Edible Fig - Ficus carica
I love fresh figs and they too delicate for most markets. I'd suggest 'Mission' as a long time standby and excellent performer. I also love the larger white fig 'Genoa' for coastal and coastal valley gardens.
Anna Apple - Malus pumila 'Anna'
Most apple varieties need a colder winter, but Anna is reliable near the coast because it requires a minimum of chilling and still has a crisp flavorful fruit.
Plum - Prunus armeniaca
Rejoice, much of the country can't grow these delicious sweet gems. We have many varieties available, including 'Aprigold', 'Snowball', 'Newcastle'. 'Golden Amber' is a good variety for home eating because it blooms over a month long period and the fruit ripens over a long period, as well. This is a short lived tree, so don't expect more than about four good seasons of production. Nonetheless, it's well worth it.
Morello Cherry - Prunus cerasus 'Morello'
This one is iffy, but it is the lowest chill cherry (shortest number of chill hours) and it has set fruit at the base of Point Loma in a cool winter. It is a sour cherry and is self-fertile. So what the heck, give it a try if you really have to grow cherries, but just know that if you want production and reliability, get some property in Julian, make sure it gets regular deep-watering and try to beat the birds to the fruit. Another alternative is a close relative Prunus campanulata commonly called Taiwan cherry. I haven't grown it but it's an early flowering species from Asia.

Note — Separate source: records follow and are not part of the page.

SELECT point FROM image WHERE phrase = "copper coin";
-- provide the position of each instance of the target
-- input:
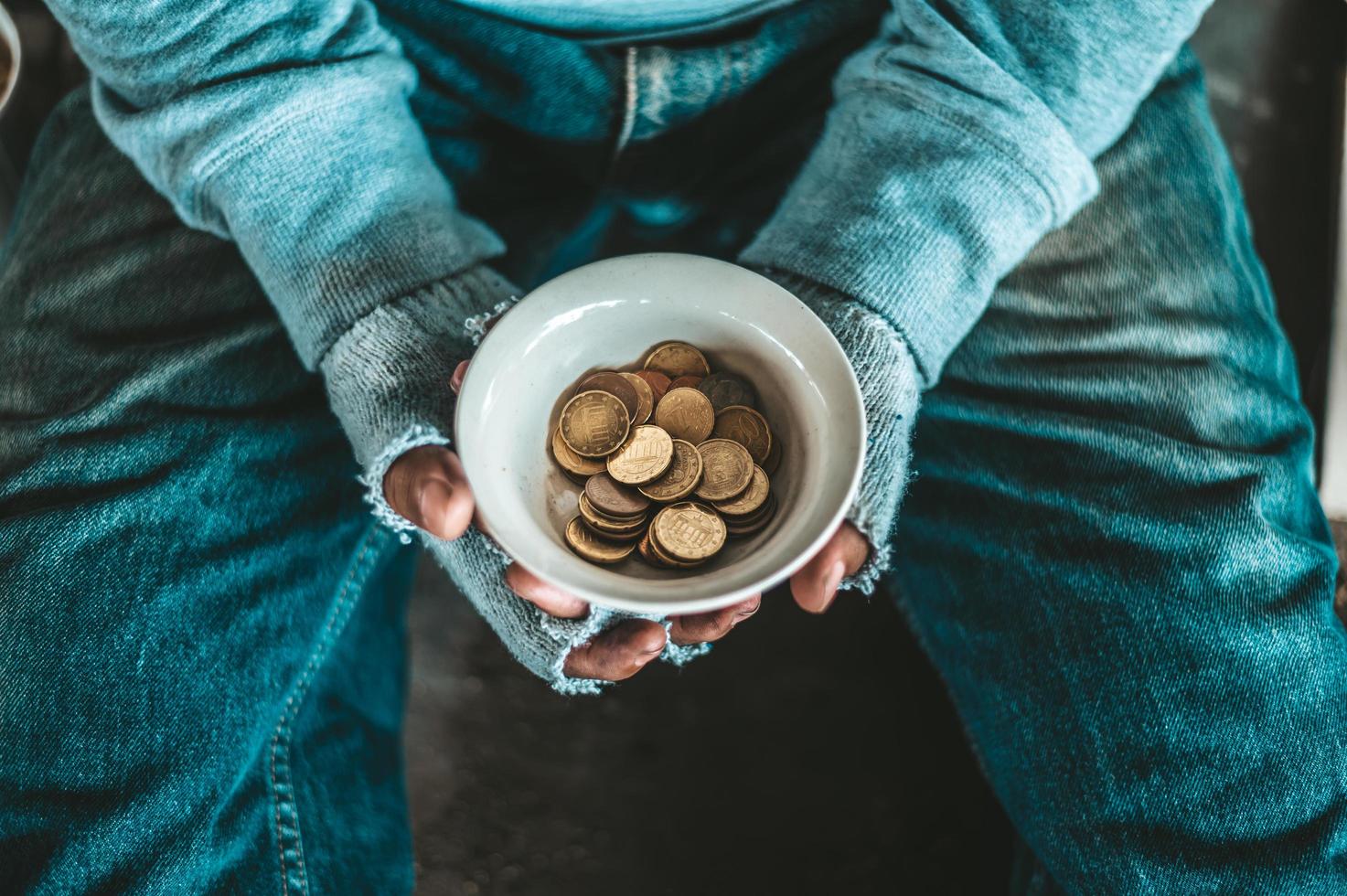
(595, 423)
(643, 548)
(592, 548)
(774, 457)
(615, 499)
(725, 391)
(686, 414)
(678, 358)
(726, 469)
(752, 499)
(644, 398)
(609, 525)
(613, 384)
(644, 458)
(680, 478)
(748, 427)
(657, 381)
(572, 463)
(689, 531)
(756, 525)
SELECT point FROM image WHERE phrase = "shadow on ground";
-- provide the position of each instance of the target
(803, 755)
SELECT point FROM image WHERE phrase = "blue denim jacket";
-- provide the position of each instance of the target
(958, 136)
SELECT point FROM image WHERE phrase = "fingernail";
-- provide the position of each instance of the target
(743, 614)
(455, 381)
(830, 585)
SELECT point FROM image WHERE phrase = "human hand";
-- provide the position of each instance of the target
(815, 585)
(427, 486)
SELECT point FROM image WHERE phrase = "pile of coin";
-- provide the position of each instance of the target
(674, 461)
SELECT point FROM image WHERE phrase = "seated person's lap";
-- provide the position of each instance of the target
(182, 550)
(1113, 548)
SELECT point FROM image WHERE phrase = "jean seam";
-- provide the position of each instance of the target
(282, 782)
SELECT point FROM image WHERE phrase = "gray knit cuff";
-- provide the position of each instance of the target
(388, 376)
(388, 383)
(539, 642)
(891, 389)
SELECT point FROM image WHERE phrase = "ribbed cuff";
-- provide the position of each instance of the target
(891, 389)
(388, 376)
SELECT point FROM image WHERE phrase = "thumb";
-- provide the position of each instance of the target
(429, 489)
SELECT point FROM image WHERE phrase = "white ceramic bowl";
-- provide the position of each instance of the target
(609, 315)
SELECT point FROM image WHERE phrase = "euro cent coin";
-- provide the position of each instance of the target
(594, 423)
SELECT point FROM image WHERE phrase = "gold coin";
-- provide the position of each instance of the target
(726, 469)
(748, 427)
(615, 384)
(774, 457)
(572, 463)
(592, 548)
(594, 423)
(667, 560)
(657, 381)
(752, 499)
(686, 414)
(680, 478)
(678, 358)
(689, 531)
(644, 458)
(615, 499)
(644, 398)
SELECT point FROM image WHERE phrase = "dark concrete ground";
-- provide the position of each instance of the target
(810, 755)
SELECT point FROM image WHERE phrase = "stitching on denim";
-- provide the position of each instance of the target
(332, 629)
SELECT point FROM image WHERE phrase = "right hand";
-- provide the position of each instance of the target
(427, 486)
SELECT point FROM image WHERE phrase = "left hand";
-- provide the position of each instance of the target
(815, 585)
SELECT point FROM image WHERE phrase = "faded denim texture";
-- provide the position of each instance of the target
(1111, 550)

Peaches & Nectarines - Prunus persica
Peaches and Nectarines. Many varieties are well adapted to Southern California gardens, it just depends on your preference. A nectarine is just a smooth skinned peach, but they tend to be even sweeter. Be sure to read the care tag and make certain that the variety you select has a low number of chilling hours and don't let the tree dry out while the fruit is forming.